En ouverture de concert Jean Deroyer et Court-circuit donnaient un nouvel opus de la passionnante et fort inspirée Francesca Verunelli. On retrouve l’inventivité minutieuse de l’Italienne dans Cinemaolio (pour flûte, clarinette, piano, violon, alto et violoncelle) qui imagine une mécanique de cinématographe fonctionnant à l’huile (d’où le titre : cinéma à l’huile). Un génie joueur met en branle un ostinato d’horlogerie à la régularité trompeuse. Au tic tac faussement imperturbable du piano, colonne vertébrale d’une première section, succède un autre système qui ponctue des accords. Dans l’alternance surarticulée de sons brefs et de sons « miaulés » surviennent des réminiscences fragmentées du moment initial. Après un grand crescendo qui va s’accélérant, une respiration lapidaire laisse le piano développer des hésitations percussives. Voilà une pièce qui s’auto-régénère toujours plus, qui tisse, détend, surpique, mijote, déglace, brode, émulsionne et même « dresse ». Les épices pleuvent et le liant des souffles fait le reste, jusqu’à des jeux qui disloquent la perfection, creux de surplace ou cri saturé de la clarinette, voire drôle de beuglante déglinguée. Cinemaolio (2014, commande de l’État) révèle une virtuosité d’écriture magistrale.

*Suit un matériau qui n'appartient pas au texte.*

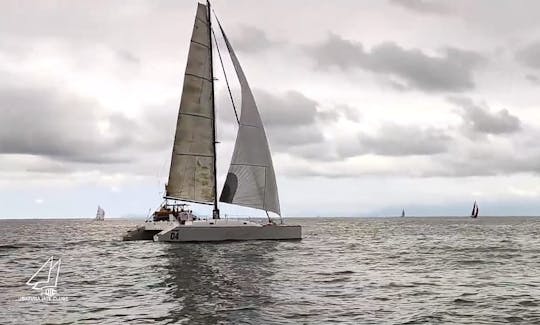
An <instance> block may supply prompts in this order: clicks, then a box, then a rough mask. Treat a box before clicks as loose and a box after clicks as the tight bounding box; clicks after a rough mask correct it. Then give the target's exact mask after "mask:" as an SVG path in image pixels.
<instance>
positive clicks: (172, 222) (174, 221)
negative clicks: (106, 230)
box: [122, 221, 178, 241]
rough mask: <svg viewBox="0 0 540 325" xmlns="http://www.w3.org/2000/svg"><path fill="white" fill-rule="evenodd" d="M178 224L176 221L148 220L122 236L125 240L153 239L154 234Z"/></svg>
mask: <svg viewBox="0 0 540 325" xmlns="http://www.w3.org/2000/svg"><path fill="white" fill-rule="evenodd" d="M177 225H178V222H176V221H172V222H171V221H158V222H153V221H147V222H145V223H144V224H142V225H140V226H137V227H136V228H135V229H132V230H128V232H127V233H126V234H125V235H124V236H123V237H122V240H123V241H133V240H153V239H154V235H156V234H158V233H160V232H162V231H163V230H168V229H171V228H174V227H176V226H177Z"/></svg>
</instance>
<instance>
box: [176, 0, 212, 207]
mask: <svg viewBox="0 0 540 325" xmlns="http://www.w3.org/2000/svg"><path fill="white" fill-rule="evenodd" d="M209 19H210V17H209V16H208V13H207V7H206V6H205V5H203V4H200V3H199V5H198V7H197V15H196V17H195V24H194V26H193V34H192V37H191V43H190V47H189V53H188V61H187V66H186V71H185V74H184V85H183V90H182V98H181V101H180V108H179V112H178V121H177V125H176V134H175V138H174V146H173V151H172V159H171V168H170V170H169V180H168V183H167V187H166V195H165V196H166V197H167V198H173V199H178V200H183V201H191V202H198V203H211V202H213V201H214V198H215V197H214V193H215V183H214V173H215V170H214V156H215V152H214V147H213V146H214V143H213V142H214V138H213V134H214V127H213V123H214V110H213V107H212V102H213V96H214V94H213V91H212V73H211V66H212V62H211V52H210V51H211V43H210V34H209V30H208V28H209Z"/></svg>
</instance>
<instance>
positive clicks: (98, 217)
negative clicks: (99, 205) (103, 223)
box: [95, 205, 105, 221]
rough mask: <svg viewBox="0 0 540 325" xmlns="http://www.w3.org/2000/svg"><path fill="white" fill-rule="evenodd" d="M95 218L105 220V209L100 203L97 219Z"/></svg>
mask: <svg viewBox="0 0 540 325" xmlns="http://www.w3.org/2000/svg"><path fill="white" fill-rule="evenodd" d="M95 220H99V221H101V220H105V210H103V209H102V208H101V207H100V206H99V205H98V210H97V212H96V219H95Z"/></svg>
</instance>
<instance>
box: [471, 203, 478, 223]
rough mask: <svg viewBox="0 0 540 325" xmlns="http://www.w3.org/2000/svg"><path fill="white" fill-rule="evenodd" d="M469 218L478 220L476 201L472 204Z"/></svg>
mask: <svg viewBox="0 0 540 325" xmlns="http://www.w3.org/2000/svg"><path fill="white" fill-rule="evenodd" d="M471 218H473V219H476V218H478V204H477V203H476V201H474V204H473V210H472V211H471Z"/></svg>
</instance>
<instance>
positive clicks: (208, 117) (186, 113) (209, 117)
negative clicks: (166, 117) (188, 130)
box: [180, 112, 212, 120]
mask: <svg viewBox="0 0 540 325" xmlns="http://www.w3.org/2000/svg"><path fill="white" fill-rule="evenodd" d="M180 114H181V115H189V116H193V117H202V118H205V119H209V120H211V119H212V118H211V117H208V116H204V115H199V114H194V113H184V112H180Z"/></svg>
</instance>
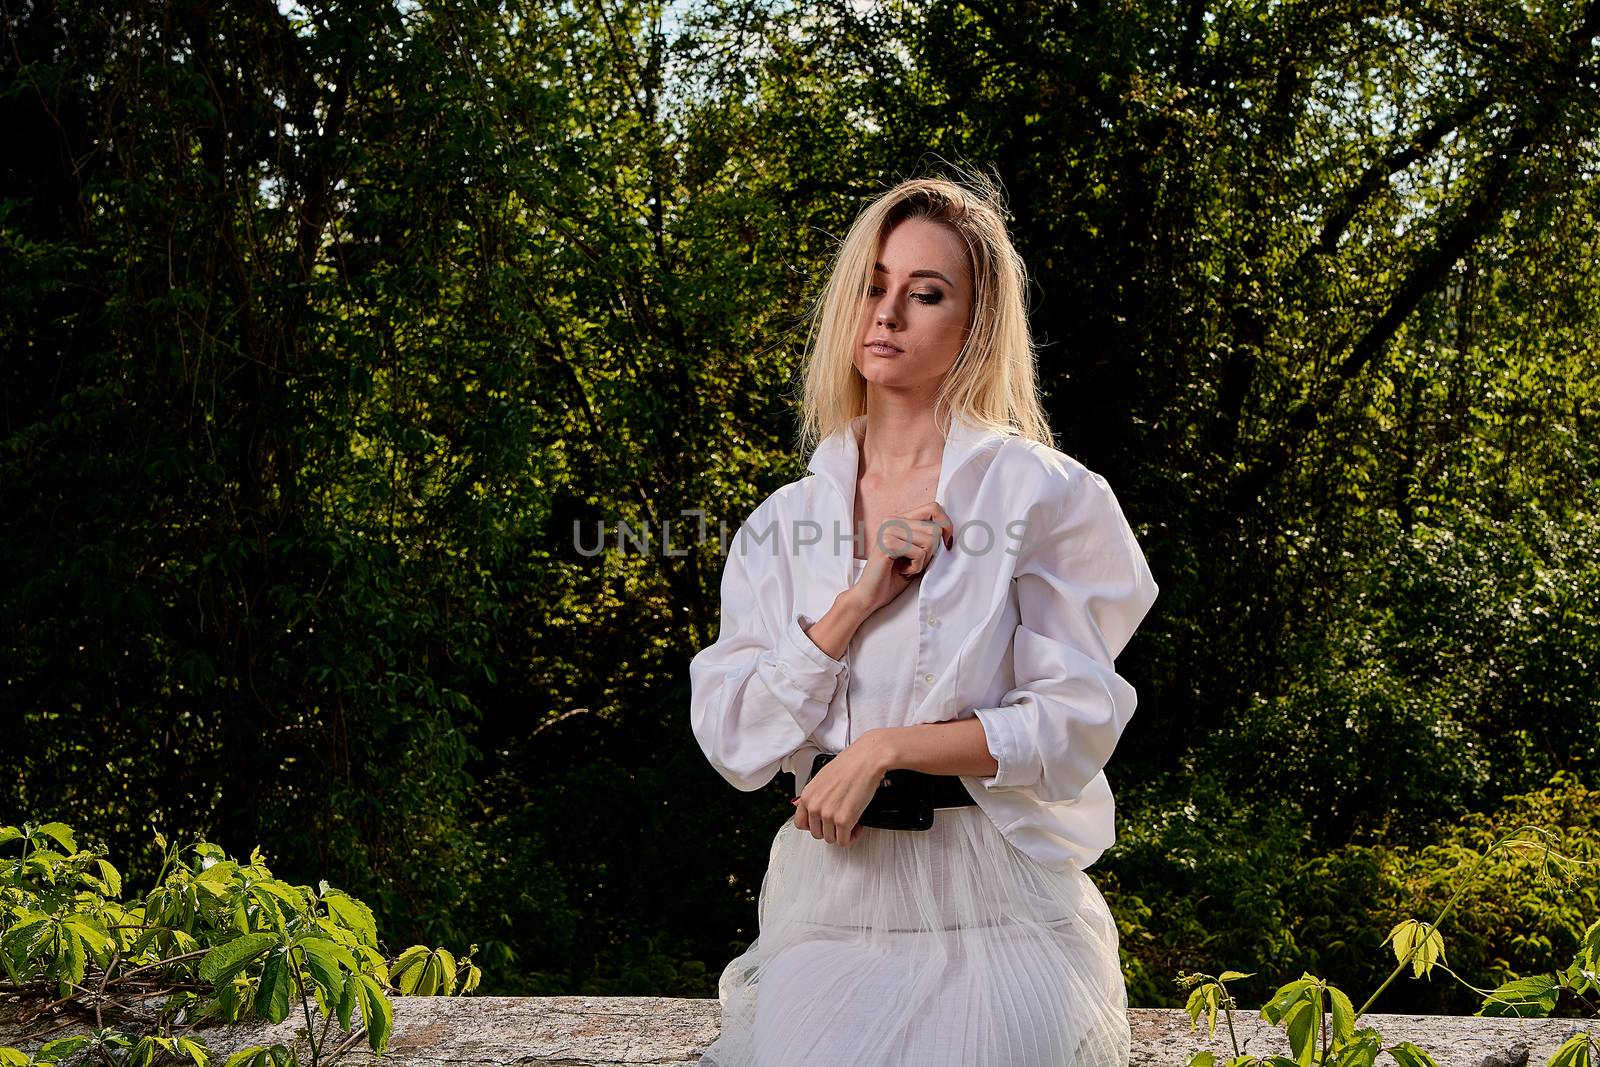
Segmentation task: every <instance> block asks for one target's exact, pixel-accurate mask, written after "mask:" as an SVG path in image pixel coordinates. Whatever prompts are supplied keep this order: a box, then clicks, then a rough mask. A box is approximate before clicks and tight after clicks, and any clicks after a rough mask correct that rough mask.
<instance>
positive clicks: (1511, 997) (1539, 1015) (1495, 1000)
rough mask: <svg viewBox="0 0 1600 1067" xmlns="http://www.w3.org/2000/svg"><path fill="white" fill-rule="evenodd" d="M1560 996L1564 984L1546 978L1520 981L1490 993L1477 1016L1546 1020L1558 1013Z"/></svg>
mask: <svg viewBox="0 0 1600 1067" xmlns="http://www.w3.org/2000/svg"><path fill="white" fill-rule="evenodd" d="M1560 993H1562V984H1560V982H1558V981H1557V979H1554V977H1550V976H1547V974H1534V976H1531V977H1518V979H1515V981H1512V982H1506V984H1504V985H1501V987H1499V989H1496V990H1494V992H1493V993H1490V995H1488V997H1486V998H1485V1000H1483V1006H1482V1008H1478V1013H1477V1014H1480V1016H1496V1017H1504V1016H1517V1017H1520V1019H1544V1017H1547V1016H1549V1014H1550V1013H1552V1011H1555V1000H1557V997H1560Z"/></svg>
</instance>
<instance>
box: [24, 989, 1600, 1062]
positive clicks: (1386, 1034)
mask: <svg viewBox="0 0 1600 1067" xmlns="http://www.w3.org/2000/svg"><path fill="white" fill-rule="evenodd" d="M394 1005H395V1029H394V1037H392V1040H390V1045H389V1053H387V1056H386V1057H384V1059H386V1061H387V1062H392V1064H394V1065H395V1067H445V1065H450V1067H475V1065H478V1064H482V1065H485V1067H486V1065H490V1064H493V1065H501V1064H517V1065H518V1067H621V1065H622V1064H693V1062H696V1061H698V1059H699V1053H701V1051H702V1049H704V1048H706V1046H707V1045H709V1043H710V1041H712V1040H715V1037H717V1029H718V1006H717V1001H715V1000H677V998H670V997H397V998H395V1000H394ZM16 1011H18V1006H16V1005H14V1003H11V1005H0V1046H3V1045H11V1046H18V1048H24V1049H34V1048H37V1046H38V1043H40V1041H42V1040H48V1038H50V1037H59V1035H64V1033H74V1032H83V1030H86V1029H91V1027H93V1025H94V1021H93V1019H90V1021H88V1025H86V1027H78V1029H58V1027H61V1025H62V1024H70V1022H72V1021H70V1019H67V1017H51V1019H48V1021H46V1019H37V1021H34V1022H32V1024H30V1025H29V1027H26V1029H24V1030H19V1029H18V1025H16ZM1128 1019H1130V1025H1131V1029H1133V1067H1182V1065H1184V1064H1187V1061H1189V1056H1190V1054H1192V1053H1194V1051H1195V1049H1200V1048H1211V1049H1214V1051H1216V1053H1218V1061H1219V1062H1226V1057H1224V1054H1232V1045H1230V1043H1229V1040H1227V1033H1226V1030H1224V1029H1222V1027H1221V1019H1219V1021H1218V1022H1219V1029H1218V1033H1216V1037H1214V1038H1210V1040H1208V1038H1206V1035H1205V1030H1203V1027H1202V1030H1200V1032H1190V1030H1189V1016H1186V1014H1184V1013H1182V1011H1176V1009H1152V1008H1136V1009H1133V1011H1130V1013H1128ZM1363 1024H1365V1025H1374V1027H1378V1030H1379V1032H1381V1033H1382V1035H1384V1045H1394V1043H1397V1041H1402V1040H1406V1041H1413V1043H1416V1045H1419V1046H1421V1048H1424V1049H1427V1051H1429V1053H1432V1054H1434V1057H1435V1059H1437V1061H1438V1064H1440V1067H1525V1065H1526V1067H1544V1064H1547V1062H1549V1059H1550V1056H1552V1054H1554V1053H1555V1049H1557V1048H1558V1046H1560V1045H1562V1041H1565V1040H1566V1038H1568V1037H1571V1035H1573V1033H1579V1032H1582V1030H1590V1029H1592V1030H1595V1032H1597V1033H1600V1022H1595V1024H1594V1025H1586V1024H1584V1022H1582V1021H1579V1019H1477V1017H1456V1016H1379V1014H1371V1016H1365V1017H1363ZM1235 1027H1237V1029H1238V1037H1240V1041H1242V1045H1243V1046H1245V1051H1246V1053H1254V1054H1269V1053H1288V1046H1286V1045H1285V1041H1283V1032H1282V1030H1277V1029H1274V1027H1269V1025H1267V1024H1266V1022H1262V1021H1261V1019H1259V1017H1258V1016H1253V1014H1246V1013H1237V1014H1235ZM298 1029H304V1019H302V1017H298V1016H291V1017H290V1019H288V1021H285V1022H282V1024H278V1025H237V1027H218V1029H211V1030H203V1032H202V1037H205V1040H206V1045H208V1046H210V1048H211V1051H213V1053H221V1054H224V1057H226V1054H227V1053H232V1051H235V1049H240V1048H245V1046H248V1045H274V1043H285V1045H290V1043H294V1041H299V1045H301V1049H302V1056H301V1062H302V1064H309V1062H310V1056H309V1054H307V1051H306V1041H304V1037H302V1035H296V1030H298ZM46 1030H53V1032H51V1033H45V1032H46ZM331 1033H333V1037H334V1038H336V1040H333V1041H330V1045H328V1048H330V1049H331V1048H334V1046H336V1045H338V1037H339V1032H338V1029H334V1030H333V1032H331ZM221 1062H222V1061H221V1059H219V1061H218V1064H221ZM341 1062H346V1064H350V1065H352V1067H357V1065H360V1067H366V1065H368V1064H376V1062H378V1057H374V1056H373V1054H371V1051H370V1049H368V1048H366V1043H365V1040H360V1041H358V1043H357V1045H354V1046H352V1048H350V1051H349V1053H347V1054H346V1056H344V1057H342V1061H341ZM1382 1062H1389V1061H1387V1057H1384V1061H1382Z"/></svg>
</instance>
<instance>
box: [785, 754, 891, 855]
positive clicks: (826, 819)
mask: <svg viewBox="0 0 1600 1067" xmlns="http://www.w3.org/2000/svg"><path fill="white" fill-rule="evenodd" d="M882 741H883V736H882V733H880V731H877V729H869V731H867V733H864V734H862V736H861V737H858V739H856V742H854V744H851V745H846V747H845V750H843V752H840V753H838V755H837V757H834V758H832V760H829V761H827V763H826V765H824V766H822V769H821V771H818V773H816V776H814V777H813V779H811V781H810V782H806V784H805V789H802V790H800V795H798V797H797V798H795V800H794V805H795V827H798V829H802V830H808V832H810V833H811V837H814V838H818V840H821V841H827V843H829V845H850V843H851V841H854V840H856V838H858V837H861V830H862V827H861V825H858V822H856V821H858V819H859V817H861V813H862V811H866V809H867V805H869V803H872V795H874V793H875V792H877V790H878V784H880V782H882V781H883V771H885V768H883V763H882Z"/></svg>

Pour finir, Tres pinturas imaginarias (pour clarinette, saxophone, basson, violon, alto, violoncelle et contrebasse) d’Alberto Posadas (2014, commande de l’État), dédié à la mémoire du musicologue, éditeur et homme de radio Armin Köhler, directeur des Donaueschinger Musiktage de 1992 à sa mort, le 15 novembre dernier. En trois épisodes, le musicien espagnol explore des techniques picturales radicalement différentes. Les envahissantes ondulations propulsées par l’accroche rugueuse de la colophane relayée a contrario par le fondu des vents déclinent Sfumato, enchevêtrant ses envolées dans des voiles au statisme paradoxal, à l’instar de « cette superposition délicate de couches de peinture qui évite soigneusement le précision du contour et donne l’impression d’un éloignement qui accentue la profondeur due champ », précise Posadas à propos de La madonna del garofano de Leonardo da Vinci (1473), contemplée à l’Alte Pinakothek de Munich [photo]. Contrariant la régularité par l’accentuation, Variaciones perforadas sobre un tema de Mondrian marie des motifs répétés sur des tenues furieuses, sifflant dans des cases, pour ainsi dire, pour mieux rebondir de l’une à l’autre, dans l’étourdissement d’une marelle infernale. La réinvention d’un élan résolument primaire s’empare de Tachisme dont l’extrême expressivité dynamique happe l’écoute.